I’ve asked that question to people in states across the country over the years, and the answers can be varied and complicated.
From Trump supporters you hear complaints about race issues and education that sometimes amount to white grudges. You hear complaints about gender issues. About cancel culture. And about major shifts in the economy — especially the shift from the carbon fuels and toward free trade that they blame for crushing many traditional job categories.
“People I know who live around here are coal people, energy people,” a man named Paul told me on a terrace in Johnstown, PA, just before the last election. “Biden is getting back in. They’re going to destroy the energy industry.”
Paul said part of what he and his friends loved about Trump was that he was so chaotic, divisive and outrageous. ‘He’s not a politician. And I think that’s more in line with a lot of American people.”
Last year, a woman in Virginia who backed Trump and Youngkin for governor summed up that Democrats — and what she saw as the special interests behind Critical Race Theory and gender education in schools, and COVID mandates — were tearing her community apart, one she thought felt there. she used to feel more at home. “Those loud, outspoken people are the ones who get what they want. We don’t want to hear any more about it. Shut up! Just keep them quiet, that’s how I feel, you know?”
Perhaps the most indicative answer I’ve heard came from a man from Georgia named Greg Mintz who told me, “I know the world is advancing and I’m making progress. But some of the changes I’m hearing from the Democratic side — I don’t want my daughter growing up in a world that looks so different from the one I grew up in.”
You boil it all down and a lot of people feel like the world is changing in ways that shut them out, or make them feel like the power they used to have has diminished.
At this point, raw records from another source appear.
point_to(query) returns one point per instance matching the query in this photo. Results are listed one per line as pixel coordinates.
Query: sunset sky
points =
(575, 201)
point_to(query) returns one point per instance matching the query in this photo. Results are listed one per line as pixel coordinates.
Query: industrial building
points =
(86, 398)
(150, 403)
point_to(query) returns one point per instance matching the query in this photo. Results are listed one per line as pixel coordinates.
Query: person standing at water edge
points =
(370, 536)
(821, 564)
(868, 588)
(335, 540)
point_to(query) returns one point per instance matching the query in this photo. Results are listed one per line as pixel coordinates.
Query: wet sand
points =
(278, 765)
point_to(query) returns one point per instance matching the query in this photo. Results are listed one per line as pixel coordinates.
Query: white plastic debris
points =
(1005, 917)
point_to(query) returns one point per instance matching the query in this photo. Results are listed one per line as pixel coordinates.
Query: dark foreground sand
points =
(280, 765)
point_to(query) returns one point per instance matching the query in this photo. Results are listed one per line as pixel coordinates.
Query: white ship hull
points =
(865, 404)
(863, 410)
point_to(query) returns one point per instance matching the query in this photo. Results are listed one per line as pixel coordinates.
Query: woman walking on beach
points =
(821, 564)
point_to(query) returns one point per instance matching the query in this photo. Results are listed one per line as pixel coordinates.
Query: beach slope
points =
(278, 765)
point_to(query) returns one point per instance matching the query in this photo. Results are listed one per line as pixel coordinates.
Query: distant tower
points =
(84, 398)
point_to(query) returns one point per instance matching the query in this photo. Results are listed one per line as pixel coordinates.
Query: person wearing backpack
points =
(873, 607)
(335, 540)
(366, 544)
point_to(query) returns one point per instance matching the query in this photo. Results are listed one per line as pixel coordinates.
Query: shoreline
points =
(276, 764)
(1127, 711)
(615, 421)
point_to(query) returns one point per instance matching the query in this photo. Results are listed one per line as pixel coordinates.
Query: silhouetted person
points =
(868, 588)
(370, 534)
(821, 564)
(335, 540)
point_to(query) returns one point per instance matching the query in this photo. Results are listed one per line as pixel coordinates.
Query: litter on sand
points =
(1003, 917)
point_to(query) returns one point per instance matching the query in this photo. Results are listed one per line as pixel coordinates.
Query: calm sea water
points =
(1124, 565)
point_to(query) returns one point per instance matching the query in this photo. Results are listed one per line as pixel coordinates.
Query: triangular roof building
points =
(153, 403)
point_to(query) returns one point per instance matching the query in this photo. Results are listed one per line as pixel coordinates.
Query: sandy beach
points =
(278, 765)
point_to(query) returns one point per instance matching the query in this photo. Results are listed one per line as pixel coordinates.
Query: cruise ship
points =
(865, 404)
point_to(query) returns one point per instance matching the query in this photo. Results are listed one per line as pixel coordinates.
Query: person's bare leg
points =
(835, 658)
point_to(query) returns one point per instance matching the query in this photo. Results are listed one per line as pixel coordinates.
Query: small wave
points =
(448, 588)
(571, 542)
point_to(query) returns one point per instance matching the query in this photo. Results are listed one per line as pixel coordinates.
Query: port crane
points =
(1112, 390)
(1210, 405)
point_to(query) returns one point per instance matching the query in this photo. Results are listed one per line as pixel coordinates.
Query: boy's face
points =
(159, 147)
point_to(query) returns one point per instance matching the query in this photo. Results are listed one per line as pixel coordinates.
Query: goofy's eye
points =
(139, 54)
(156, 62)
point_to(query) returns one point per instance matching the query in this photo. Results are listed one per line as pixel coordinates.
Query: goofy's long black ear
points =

They are angry about it.
Donald Trump channels that anger and promises revenge.
Trump is often accused by traditional corporate Republicans of not being a “true conservative” given his economic populism against free trade. But William F. Buckley famously said, “A conservative is one who stands across history and yells stop.”
Trump, whose slogan “Make America Great Again” is about returning to an idealized past, is that: He’s yelling “stop.” And threaten with a significant “or else”.
Recently, Trump has been obsessed with the recent past — the election he says has been stolen from him. But it is an extension of a larger theme in which he claimed that his supporters stole their economic and cultural power from them.
Those who want the party to move beyond Trump, like Pence in that speech, may want to talk about the party of the future. But they are boats against the current, incessantly carried back into the past – taking their land with them. Haunted by a former president who won’t let go of his imagined former glory. And his loyal supporters, who do not want that.